By contrast, the industrial sector enjoyed rapid growth, and companies that were alive to market shifts were best able to weather the pandemic. “As far as design engineering and project management goes, the architectural engineers that were fast on their feet really benefited. They had staff working from home and overheads were way lower and the nimble ones went to the industrial sector and performed well and actually made up a lot of the losses,” Ghali says.
One of which turned out to be Hill. “We were fortunate enough to have most of our projects deemed necessary construction, so we didn’t have a lot of stoppages. We had probably 8-10% of our workforce being furloughed. With exception of industrial, new procurement was non-existent in 2020 and we suffered headwinds in the first two quarters of 2021, then we saw a lot of activity.”

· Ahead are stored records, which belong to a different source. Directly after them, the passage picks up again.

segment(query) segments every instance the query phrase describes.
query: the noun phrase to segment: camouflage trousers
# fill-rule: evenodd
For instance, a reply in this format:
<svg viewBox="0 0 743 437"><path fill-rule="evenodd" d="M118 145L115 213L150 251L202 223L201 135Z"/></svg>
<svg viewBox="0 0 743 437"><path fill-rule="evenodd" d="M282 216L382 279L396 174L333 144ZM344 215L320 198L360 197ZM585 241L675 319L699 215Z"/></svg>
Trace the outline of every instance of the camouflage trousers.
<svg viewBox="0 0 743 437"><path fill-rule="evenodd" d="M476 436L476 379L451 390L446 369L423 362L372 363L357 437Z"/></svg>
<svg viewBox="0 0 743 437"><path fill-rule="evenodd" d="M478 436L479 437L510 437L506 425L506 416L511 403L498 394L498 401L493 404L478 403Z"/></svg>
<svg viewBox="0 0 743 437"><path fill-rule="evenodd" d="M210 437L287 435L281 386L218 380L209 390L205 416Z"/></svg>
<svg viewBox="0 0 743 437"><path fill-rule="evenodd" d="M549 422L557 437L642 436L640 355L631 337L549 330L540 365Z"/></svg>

Hill reported year-on-year increases of 34% in operating profit and 60% in net income for its third quarter, the result of wins on the Metro Gold Line project in southern California, a rail project in Kosovo and airport deals in Miami and Hill’s home town of Philadelphia.
Happy at home, but…
The pandemic prompted a shift to home working, which taught Hill two lessons, Ghali says. One is that people generally are just as efficient working from home and are happier being in control of some of their time. Balancing that is the importance of face-to-face interactions to nurture esprit de corps.
“In the long term, I think we’re going to save some money on our office real estate, but we need the people who go out there [to] say ‘we are here, we are the best, we can do this’, and they need to know that the people back in the office have their back. If they never see them, they’re going to lose that feeling.”